The last section dealing with quasi-contract deals with the consideration which has been paid under the influence of mistake or coercion by the other party. This is also the vase of unjust enrichment where the other party unduly gets the benefit of the contract on the expense of other parties by using the means of coercion or if the other party is in some kind of mistake.
This statutory right of repayment cannot be rejected on the ground that once the whole contract is complete, it’s not equitable[9] that money should be repaid. As per this section, if one party has paid the consideration in the assumption of some mistaken fact, then he has the right to claim his compensation back.

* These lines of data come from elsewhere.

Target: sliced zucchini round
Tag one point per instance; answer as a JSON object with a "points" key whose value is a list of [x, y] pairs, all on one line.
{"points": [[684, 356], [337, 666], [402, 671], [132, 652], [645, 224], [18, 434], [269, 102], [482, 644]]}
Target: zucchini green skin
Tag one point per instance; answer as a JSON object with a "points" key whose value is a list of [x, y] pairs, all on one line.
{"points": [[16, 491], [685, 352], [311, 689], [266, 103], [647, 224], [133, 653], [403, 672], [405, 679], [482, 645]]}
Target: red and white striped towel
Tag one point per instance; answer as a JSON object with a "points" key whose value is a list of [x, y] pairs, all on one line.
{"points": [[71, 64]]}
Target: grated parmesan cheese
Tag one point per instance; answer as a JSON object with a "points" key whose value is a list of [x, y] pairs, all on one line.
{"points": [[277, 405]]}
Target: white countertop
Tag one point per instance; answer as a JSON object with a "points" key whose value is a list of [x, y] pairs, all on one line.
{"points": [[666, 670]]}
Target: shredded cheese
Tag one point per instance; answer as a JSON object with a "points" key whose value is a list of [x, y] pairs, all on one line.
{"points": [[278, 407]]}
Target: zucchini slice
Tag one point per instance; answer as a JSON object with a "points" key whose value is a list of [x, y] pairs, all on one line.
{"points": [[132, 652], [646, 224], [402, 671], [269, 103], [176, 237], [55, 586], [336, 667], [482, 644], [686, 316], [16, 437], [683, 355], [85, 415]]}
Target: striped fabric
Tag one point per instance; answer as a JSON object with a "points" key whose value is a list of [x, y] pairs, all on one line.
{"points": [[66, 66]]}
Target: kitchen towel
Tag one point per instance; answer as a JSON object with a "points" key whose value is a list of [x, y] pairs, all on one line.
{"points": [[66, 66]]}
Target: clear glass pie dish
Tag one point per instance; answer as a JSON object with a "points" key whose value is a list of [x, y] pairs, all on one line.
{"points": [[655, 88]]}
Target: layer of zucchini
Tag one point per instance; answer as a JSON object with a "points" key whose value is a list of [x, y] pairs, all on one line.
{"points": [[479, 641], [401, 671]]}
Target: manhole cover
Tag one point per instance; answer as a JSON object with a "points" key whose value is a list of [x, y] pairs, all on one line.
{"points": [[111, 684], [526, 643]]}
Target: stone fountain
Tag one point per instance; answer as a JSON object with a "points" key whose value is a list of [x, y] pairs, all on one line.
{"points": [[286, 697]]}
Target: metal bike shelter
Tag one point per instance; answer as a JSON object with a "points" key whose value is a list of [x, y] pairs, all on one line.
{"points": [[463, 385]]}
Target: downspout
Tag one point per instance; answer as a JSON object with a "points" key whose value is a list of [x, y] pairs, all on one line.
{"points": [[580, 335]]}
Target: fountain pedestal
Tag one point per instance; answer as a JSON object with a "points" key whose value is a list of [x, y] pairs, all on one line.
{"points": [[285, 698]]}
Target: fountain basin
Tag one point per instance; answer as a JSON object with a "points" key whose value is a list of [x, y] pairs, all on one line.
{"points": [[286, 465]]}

Now the word “mistake” is divided into two aspects- mistake of fact and mistake of law. The section doesn’t make any distinction regarding the mistake of fact or law and allows the restitution in both the case. This includes the case in which money has been paid and received both under the mistaken fact. In that case, money received has to be returned and money paid shall be received by both parties.
IV. Conclusion
After thoroughly going through all the sections it can be said that Quasi-Contract is nothing but the pseudo contract which exists even when there are no apparent contractual obligations between the parties, but exists because of the existence of the equitable principle.

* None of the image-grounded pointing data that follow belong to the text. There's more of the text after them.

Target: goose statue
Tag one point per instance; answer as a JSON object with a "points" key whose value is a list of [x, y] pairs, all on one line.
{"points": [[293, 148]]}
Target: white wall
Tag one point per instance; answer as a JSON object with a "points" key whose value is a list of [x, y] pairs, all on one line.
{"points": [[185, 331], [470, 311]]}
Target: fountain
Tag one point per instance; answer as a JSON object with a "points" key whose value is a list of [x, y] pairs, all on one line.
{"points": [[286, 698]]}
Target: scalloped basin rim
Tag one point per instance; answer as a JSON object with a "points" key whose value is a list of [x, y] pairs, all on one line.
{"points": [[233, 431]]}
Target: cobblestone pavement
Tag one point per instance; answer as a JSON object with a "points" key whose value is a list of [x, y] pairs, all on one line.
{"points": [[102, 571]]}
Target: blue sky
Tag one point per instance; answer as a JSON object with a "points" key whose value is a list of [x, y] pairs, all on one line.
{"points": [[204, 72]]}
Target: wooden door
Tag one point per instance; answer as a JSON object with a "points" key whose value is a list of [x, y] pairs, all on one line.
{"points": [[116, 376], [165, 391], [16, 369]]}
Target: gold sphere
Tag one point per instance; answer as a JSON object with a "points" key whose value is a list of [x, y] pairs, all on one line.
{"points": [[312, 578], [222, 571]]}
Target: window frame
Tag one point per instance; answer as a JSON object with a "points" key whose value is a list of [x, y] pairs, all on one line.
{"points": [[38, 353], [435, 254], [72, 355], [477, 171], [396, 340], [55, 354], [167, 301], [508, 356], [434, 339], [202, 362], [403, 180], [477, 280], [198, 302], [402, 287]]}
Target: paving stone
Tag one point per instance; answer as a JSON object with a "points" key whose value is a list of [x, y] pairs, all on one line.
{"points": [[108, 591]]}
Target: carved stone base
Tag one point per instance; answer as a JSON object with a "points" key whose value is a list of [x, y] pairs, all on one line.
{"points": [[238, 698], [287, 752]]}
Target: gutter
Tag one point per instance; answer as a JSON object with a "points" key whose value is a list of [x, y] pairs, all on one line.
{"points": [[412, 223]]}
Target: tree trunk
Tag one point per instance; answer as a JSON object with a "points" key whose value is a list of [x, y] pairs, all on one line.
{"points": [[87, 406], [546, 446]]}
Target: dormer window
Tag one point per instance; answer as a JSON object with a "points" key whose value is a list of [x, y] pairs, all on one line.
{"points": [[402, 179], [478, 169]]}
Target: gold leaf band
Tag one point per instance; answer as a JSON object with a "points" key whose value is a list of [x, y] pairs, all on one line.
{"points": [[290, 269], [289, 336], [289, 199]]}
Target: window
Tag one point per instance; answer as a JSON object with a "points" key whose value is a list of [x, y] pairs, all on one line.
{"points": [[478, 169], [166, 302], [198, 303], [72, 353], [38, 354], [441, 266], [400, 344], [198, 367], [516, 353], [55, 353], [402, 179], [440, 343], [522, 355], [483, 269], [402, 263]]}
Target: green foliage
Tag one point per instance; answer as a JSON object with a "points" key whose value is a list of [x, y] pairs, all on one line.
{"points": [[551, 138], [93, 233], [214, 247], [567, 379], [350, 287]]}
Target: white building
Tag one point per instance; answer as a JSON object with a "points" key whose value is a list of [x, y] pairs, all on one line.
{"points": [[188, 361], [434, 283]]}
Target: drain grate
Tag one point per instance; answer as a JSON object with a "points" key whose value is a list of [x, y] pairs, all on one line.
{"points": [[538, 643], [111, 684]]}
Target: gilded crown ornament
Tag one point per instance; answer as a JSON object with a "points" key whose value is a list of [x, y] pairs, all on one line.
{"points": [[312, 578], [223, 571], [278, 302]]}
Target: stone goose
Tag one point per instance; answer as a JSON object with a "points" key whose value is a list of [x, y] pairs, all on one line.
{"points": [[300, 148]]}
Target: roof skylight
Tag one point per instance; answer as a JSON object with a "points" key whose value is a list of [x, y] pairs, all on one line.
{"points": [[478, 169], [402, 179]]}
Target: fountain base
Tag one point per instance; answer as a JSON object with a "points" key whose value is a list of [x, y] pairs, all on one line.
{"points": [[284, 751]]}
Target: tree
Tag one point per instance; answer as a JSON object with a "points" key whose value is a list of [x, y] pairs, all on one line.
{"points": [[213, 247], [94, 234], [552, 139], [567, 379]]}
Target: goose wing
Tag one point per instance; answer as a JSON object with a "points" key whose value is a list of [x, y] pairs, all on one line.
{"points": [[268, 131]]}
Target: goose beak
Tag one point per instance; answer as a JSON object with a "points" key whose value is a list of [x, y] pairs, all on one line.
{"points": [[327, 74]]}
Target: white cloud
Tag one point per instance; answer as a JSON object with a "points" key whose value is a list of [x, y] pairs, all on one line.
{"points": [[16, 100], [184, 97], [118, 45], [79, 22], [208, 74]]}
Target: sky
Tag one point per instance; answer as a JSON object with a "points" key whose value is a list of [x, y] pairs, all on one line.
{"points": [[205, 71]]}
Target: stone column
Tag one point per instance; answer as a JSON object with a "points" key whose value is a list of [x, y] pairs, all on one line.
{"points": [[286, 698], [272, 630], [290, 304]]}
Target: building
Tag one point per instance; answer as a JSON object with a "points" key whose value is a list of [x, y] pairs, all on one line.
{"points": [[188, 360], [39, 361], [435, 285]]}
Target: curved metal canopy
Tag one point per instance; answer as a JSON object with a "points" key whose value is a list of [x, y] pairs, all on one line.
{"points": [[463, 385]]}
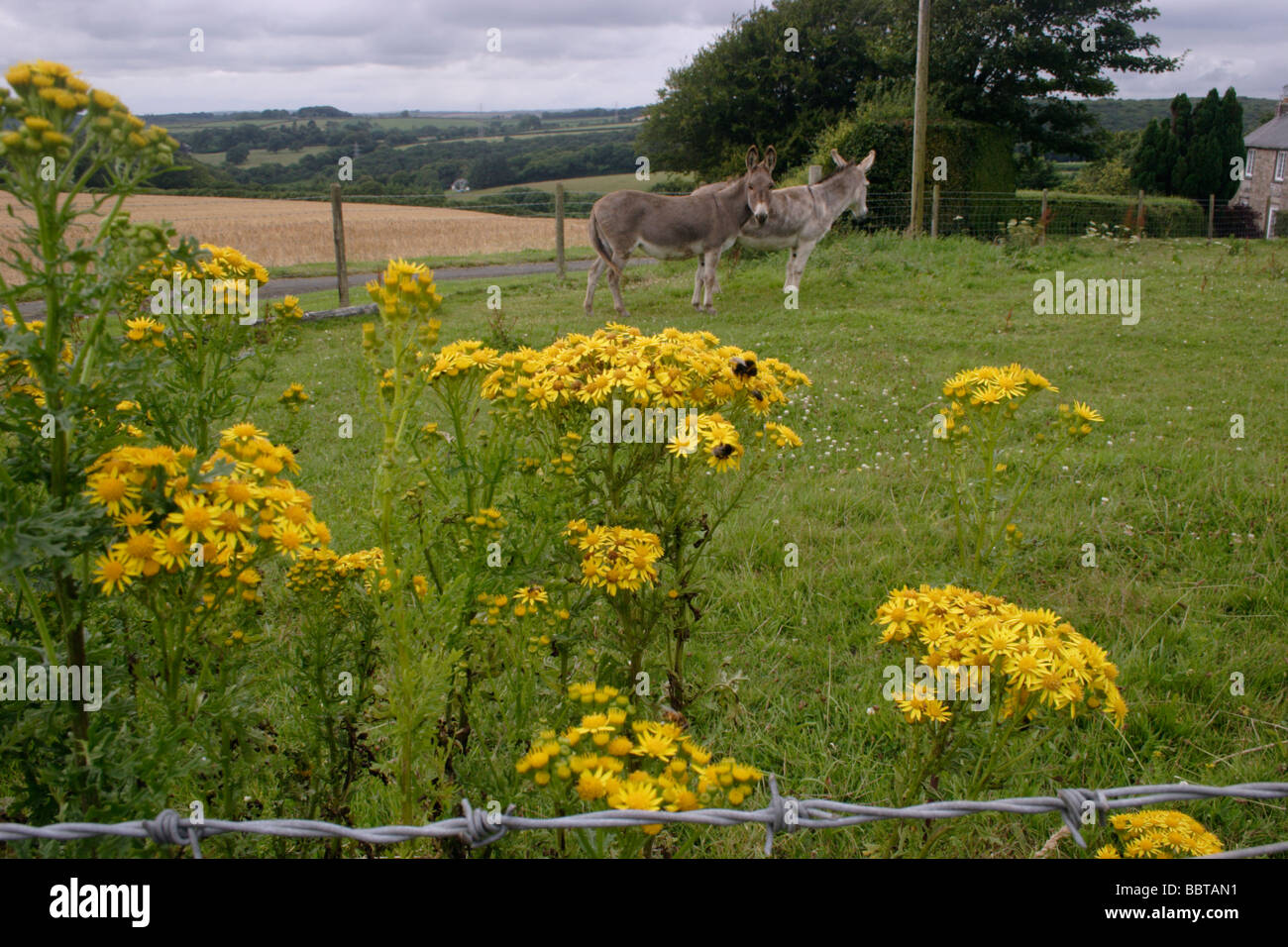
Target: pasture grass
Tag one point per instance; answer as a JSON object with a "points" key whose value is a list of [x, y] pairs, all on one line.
{"points": [[1188, 522]]}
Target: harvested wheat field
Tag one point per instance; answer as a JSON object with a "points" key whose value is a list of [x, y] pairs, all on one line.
{"points": [[277, 232]]}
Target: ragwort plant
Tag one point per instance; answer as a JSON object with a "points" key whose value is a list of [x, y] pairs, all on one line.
{"points": [[642, 488], [62, 382], [613, 758], [990, 669], [988, 475]]}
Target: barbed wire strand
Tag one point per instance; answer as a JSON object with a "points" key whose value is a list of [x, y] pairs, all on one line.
{"points": [[784, 814]]}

Moreover, Quasi – Contract is very much prevalent in India as like any other contract and through various judicial pronouncements, it has been developed so that it can meet the demand of the present situations.
[1] Moses v Macfarlan (1760) 2 Burr 1005
[2] Sinclair v Brougham 1914 AC 392 (HL)
[3] Jagon Ram Marwari v Mahadeo Prosad Sahu (1909) ILR 36 Cal 768
[4] Munni Bibi v Triloki Nath LIR (1932) 54 All 140
[5] Raghavan v Alamelu Ammal (1907) 31 Mad 35.
[6] Secretary of State for India v Fernandes ILR (1906-08) 30 Mad 375.
[7] Dinshaw and Dirishaw v Indoswe Engineers Pvt Ltd AIR 1995 Bom 180
[8] Union of India v Amar Singh AIR 1960 SC 233.